Sunday, November 22, 2009

Open Source Microsoft

A lot has been written about Microsoft's latest moves to open source.

I don't expect Microsoft to turn itself into Google. Or Apache. Or even Sun or Novell. I expect Microsoft to remain Microsoft. I expect them to remain a for-profit business. I expect them to keep some amount of software as closed source.

Here's what happens if Microsoft opens its source code in a significant manner:

First, the notion of open source software becomes legitimate. People who avoided open source software because it was "not what Microsoft does" will have no reason to avoid it. They may start to laud the principles of open source. Many companies, large and small, will look at the non-Microsoft offerings and consider them. (I expect a number of shops to remain dedicated to Microsoft solutions, open or closed.)

Second, the open source community takes a hit. Not the entire community, but a major portion of it. The blow is psychological, not technical. The openness of open source defines the "open source community" and separates it from the large commercial shops like Microsoft. If Microsoft adopts open source (even in part), then the traditional open source community (many of whom are Microsoft-bashers) suffer an identity crisis.

Third, the open source folks who depended on the notion of "we're not Microsoft" will substitute some other mechnism for differentiating themselves from Microsoft. Look for renewed language wars (tricky with Microsoft funding things like IronPython and IronRuby) and possibly the notion of "pure" open source. The latter may catch companies that use a dual approach to software, such as Novell and MySQL.

Microsoft will stay focussed on its goals. The open source community may become splintered, with some folks searching for ways to bash Microsoft, some folks trying to blend Microsoft into their current solutions, and others remaining on their current path.

Could it be that Microsoft has found a way to neutralize the threat of open source software?

Sunday, November 15, 2009

With more than toothpicks

On one rather large, multi-decade project, the developers proclaimed that their program was object-oriented. Yet when I asked to see a class hierarchy chart, they could not provide one. I found this odd, since a hierarchy chart is useful, especially for new members of the team. The developers claimed that they didn't need one, and that new team members picked up the code without it. (The statement was true, although the system was so large and so complex that new members needed about six months to become productive.)

I was suspicious of the code's object-oriented-ness. I suspected them of not using object-oriented techniques.

It turns out that their code was object-oriented, but only to a small degree. They had lots of classes, all derived from framework classes. Their code was a thin layer built atop the framework. Their 'hierarchy' was exactly one layer deep. (Or tall, depending on how you look at it.)

This kind of design is akin to building a house (the application) on a good foundation (the framework) but then building everything out of toothpicks. Well, maybe not toothpicks, but small stones and pieces of wood. Rather that using studs and pre-assembled windows, this team built everything above the foundation, and built it with only what was in the foundation. They created no classes to help them -- nothing that was the equivalent of pre-made cabinets or carpeting.

The code was difficult to follow, for many reasons.
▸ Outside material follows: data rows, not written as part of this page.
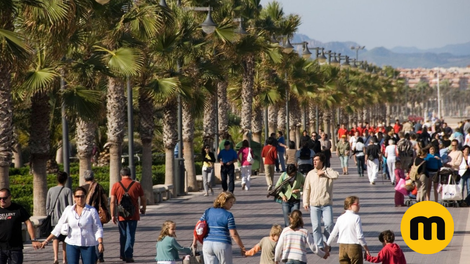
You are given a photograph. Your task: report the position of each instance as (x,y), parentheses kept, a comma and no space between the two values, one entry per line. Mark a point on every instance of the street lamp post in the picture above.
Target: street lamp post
(357,48)
(208,26)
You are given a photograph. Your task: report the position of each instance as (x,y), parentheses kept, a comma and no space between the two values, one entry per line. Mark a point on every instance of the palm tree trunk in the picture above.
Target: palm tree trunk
(257,121)
(209,120)
(17,156)
(116,116)
(170,137)
(188,149)
(272,118)
(247,93)
(40,147)
(86,131)
(281,117)
(146,128)
(223,107)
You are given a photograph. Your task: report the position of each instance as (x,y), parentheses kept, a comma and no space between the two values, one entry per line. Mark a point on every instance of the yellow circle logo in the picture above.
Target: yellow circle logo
(427,227)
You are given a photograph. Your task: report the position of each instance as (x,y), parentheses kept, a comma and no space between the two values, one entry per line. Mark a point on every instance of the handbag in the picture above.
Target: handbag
(451,192)
(249,157)
(45,228)
(103,212)
(276,191)
(401,187)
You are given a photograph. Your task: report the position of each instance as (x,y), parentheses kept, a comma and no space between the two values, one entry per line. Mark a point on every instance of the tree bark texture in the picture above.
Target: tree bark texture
(39,143)
(188,148)
(247,93)
(170,137)
(116,116)
(85,137)
(146,131)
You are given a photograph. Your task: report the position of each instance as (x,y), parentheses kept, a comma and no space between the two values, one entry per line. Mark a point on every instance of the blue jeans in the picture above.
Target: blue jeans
(11,256)
(360,165)
(228,170)
(293,261)
(87,254)
(127,238)
(282,162)
(316,215)
(344,161)
(465,182)
(217,252)
(287,208)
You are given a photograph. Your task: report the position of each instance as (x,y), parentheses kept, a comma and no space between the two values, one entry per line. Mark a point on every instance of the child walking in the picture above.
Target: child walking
(293,242)
(167,247)
(399,174)
(391,253)
(351,239)
(267,245)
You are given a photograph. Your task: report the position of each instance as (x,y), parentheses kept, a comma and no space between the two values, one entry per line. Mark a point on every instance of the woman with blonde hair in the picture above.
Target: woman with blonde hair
(167,246)
(217,247)
(292,245)
(348,229)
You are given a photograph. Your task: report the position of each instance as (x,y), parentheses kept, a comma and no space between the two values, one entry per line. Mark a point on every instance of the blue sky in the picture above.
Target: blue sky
(383,23)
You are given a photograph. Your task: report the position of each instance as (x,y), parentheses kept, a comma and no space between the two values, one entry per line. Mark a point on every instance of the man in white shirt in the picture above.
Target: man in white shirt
(318,198)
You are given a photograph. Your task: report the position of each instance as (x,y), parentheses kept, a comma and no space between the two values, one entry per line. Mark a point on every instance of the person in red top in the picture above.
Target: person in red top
(269,155)
(397,127)
(391,253)
(359,128)
(342,131)
(127,225)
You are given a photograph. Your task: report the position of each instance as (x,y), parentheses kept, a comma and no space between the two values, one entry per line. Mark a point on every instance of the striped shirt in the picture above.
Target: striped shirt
(220,221)
(292,245)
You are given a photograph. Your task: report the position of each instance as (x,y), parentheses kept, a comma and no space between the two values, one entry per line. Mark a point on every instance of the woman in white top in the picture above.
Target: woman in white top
(292,245)
(84,230)
(391,155)
(464,172)
(348,229)
(359,156)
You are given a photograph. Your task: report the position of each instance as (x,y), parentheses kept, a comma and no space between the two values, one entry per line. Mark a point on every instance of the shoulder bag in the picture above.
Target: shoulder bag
(45,228)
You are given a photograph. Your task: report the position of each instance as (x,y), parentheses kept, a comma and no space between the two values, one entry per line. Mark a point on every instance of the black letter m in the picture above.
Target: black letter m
(427,227)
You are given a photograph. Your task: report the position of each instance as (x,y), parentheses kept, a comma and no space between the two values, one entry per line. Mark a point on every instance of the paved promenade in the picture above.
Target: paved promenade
(255,214)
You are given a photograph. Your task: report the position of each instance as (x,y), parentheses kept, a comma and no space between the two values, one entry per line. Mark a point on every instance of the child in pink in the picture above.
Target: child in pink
(399,174)
(391,253)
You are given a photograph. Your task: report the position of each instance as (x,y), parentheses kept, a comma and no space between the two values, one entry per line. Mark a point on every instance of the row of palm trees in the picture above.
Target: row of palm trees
(96,48)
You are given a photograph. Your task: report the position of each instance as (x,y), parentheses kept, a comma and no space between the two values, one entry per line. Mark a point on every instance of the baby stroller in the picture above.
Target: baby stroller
(443,179)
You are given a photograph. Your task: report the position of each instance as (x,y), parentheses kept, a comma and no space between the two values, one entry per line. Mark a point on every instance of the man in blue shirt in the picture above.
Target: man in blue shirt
(227,158)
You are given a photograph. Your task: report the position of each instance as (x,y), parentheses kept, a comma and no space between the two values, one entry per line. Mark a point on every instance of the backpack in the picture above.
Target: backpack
(414,171)
(304,153)
(201,229)
(126,207)
(405,148)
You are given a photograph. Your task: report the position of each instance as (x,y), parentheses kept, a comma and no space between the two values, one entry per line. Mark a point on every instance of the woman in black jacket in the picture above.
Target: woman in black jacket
(208,160)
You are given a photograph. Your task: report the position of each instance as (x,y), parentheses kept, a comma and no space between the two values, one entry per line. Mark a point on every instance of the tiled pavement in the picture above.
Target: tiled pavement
(255,214)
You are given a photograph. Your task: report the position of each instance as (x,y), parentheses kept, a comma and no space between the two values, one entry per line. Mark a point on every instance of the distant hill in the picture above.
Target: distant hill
(456,55)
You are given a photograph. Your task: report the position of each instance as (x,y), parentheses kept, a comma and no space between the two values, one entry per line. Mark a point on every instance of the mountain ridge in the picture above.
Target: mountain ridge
(453,55)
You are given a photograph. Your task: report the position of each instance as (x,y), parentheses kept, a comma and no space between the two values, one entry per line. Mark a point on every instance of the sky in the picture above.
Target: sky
(422,24)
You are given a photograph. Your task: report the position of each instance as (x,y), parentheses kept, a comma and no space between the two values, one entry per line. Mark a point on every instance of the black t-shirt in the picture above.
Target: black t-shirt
(11,219)
(372,151)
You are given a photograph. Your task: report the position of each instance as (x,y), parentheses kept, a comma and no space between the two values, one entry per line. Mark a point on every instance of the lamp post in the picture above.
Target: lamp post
(357,48)
(208,26)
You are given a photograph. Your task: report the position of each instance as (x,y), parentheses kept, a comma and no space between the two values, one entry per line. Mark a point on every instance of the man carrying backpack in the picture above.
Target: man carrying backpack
(304,157)
(405,151)
(125,202)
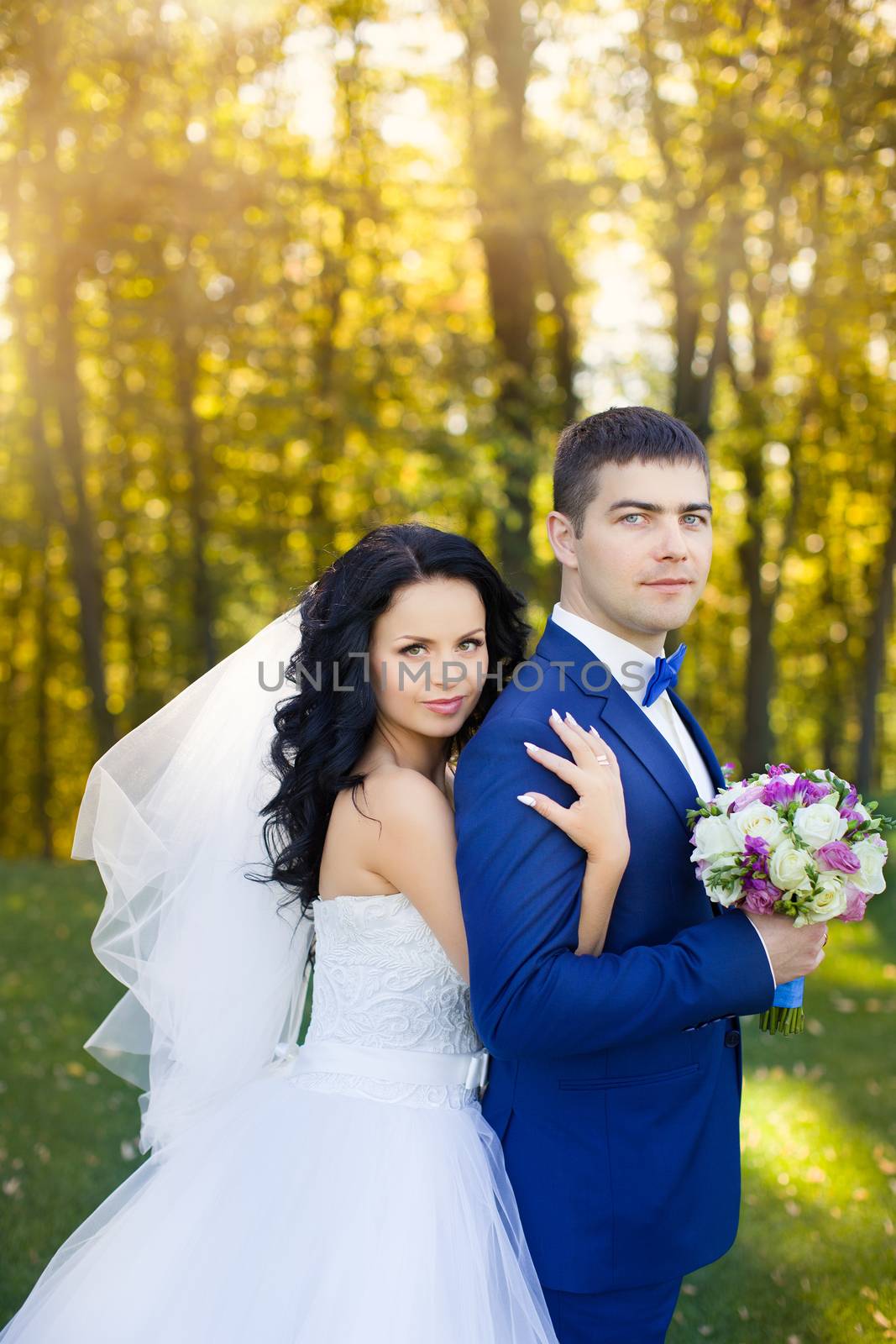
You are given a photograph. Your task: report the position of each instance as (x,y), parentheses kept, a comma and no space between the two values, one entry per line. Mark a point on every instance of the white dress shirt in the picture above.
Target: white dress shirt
(633,669)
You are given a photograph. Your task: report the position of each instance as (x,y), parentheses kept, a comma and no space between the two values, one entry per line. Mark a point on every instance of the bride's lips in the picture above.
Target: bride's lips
(445,706)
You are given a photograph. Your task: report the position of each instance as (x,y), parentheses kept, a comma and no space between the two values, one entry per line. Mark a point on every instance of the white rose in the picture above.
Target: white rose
(820,823)
(829,900)
(714,835)
(788,866)
(758,819)
(871,875)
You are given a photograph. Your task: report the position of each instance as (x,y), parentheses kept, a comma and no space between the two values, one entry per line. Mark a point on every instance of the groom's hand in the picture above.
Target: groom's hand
(793,952)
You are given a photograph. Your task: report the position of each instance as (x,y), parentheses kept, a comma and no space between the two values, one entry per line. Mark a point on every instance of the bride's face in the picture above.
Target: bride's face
(429,647)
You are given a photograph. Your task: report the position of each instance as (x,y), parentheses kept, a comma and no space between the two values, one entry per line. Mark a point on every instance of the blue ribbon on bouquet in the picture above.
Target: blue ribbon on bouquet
(790,995)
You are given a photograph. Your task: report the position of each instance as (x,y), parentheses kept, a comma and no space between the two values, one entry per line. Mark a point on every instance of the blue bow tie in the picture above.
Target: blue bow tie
(665,675)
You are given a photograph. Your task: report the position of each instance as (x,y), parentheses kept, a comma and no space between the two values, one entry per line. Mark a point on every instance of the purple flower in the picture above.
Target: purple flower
(799,790)
(757,855)
(856,905)
(837,857)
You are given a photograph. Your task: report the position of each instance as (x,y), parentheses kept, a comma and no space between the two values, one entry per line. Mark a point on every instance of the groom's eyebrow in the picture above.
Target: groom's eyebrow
(427,638)
(656,508)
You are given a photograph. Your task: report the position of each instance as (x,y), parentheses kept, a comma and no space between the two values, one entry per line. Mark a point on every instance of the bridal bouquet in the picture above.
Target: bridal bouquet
(799,844)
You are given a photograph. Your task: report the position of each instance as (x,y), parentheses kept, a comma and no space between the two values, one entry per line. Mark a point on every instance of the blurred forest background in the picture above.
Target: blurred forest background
(270,276)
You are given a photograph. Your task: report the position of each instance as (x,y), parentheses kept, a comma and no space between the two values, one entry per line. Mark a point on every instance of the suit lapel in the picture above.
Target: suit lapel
(614,707)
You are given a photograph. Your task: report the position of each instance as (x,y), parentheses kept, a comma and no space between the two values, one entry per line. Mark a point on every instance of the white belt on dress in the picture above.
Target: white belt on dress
(401,1066)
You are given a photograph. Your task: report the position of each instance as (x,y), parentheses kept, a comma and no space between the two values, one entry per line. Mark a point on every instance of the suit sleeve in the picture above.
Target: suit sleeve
(520,880)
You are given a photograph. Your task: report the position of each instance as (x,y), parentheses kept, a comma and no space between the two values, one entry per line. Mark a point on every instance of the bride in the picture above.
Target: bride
(348,1189)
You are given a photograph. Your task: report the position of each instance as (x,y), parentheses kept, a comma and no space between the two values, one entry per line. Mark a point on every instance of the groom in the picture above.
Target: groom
(616,1079)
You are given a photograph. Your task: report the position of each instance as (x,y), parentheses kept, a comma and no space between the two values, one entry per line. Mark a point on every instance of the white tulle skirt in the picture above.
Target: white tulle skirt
(301,1216)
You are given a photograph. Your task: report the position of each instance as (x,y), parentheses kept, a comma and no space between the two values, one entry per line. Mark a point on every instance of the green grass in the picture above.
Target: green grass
(815,1253)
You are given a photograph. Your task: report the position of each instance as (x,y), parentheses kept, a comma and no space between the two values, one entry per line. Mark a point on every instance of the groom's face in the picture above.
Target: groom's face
(647,523)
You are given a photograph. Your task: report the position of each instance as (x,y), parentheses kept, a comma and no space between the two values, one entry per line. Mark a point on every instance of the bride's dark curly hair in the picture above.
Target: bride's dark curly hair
(322,732)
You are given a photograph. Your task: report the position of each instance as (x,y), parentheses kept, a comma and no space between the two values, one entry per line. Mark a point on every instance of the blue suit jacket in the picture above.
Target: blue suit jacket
(620,1121)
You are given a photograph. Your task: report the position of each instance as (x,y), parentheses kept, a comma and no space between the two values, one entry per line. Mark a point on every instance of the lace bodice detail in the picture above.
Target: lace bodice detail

One of the reasons was the constant shifting of context. Some functions were performed in classes, others were performed in code. Different levels of "height" were mixed in the same code. Here's a (small, made-up) example:

    function print_invoice(Items * items, Customer customer, Terms * terms)
    {
        // make sure customer is valid
        if (!customer.valid()) return ERR_CUST_NOT_VALID;

        // set up printer
        PrinterDialog pdlg;
        if (pdlg.DoModel() == S_OK)
        {
            Printer printer = new Printer(pdlg.GetName());

            char * buffer = NULL;

            buffer = customer.GetName();
            buffer[30] = '\0';
            printer.Print(buffer);
            delete buffer[];
            if (customer.IsBusiness())
            {
                 buffer = customer.GetCompany());
                 buffer[35] = '\0';
                 printer.Print(buffer);
            }
            // more lines to print customer info

            for (int i = 0; i < items.Count(); i++)
            {
                 int item_size = item[i].GetSize();
                 char *buffer2 = new char[item_size];
                 buffer2[item_size] = '\0';

                 printer.Print(buffer);

                 delete buffer2[];
            }

            // more printing stuff for terms and totals

        }
    }

This fictitious code captures the spirit of the problem: A relatively high-level function (printing an invoice) has to deal with very low-level operations (memory allocation). This was not an isolated example -- the entire system was coded in this manner.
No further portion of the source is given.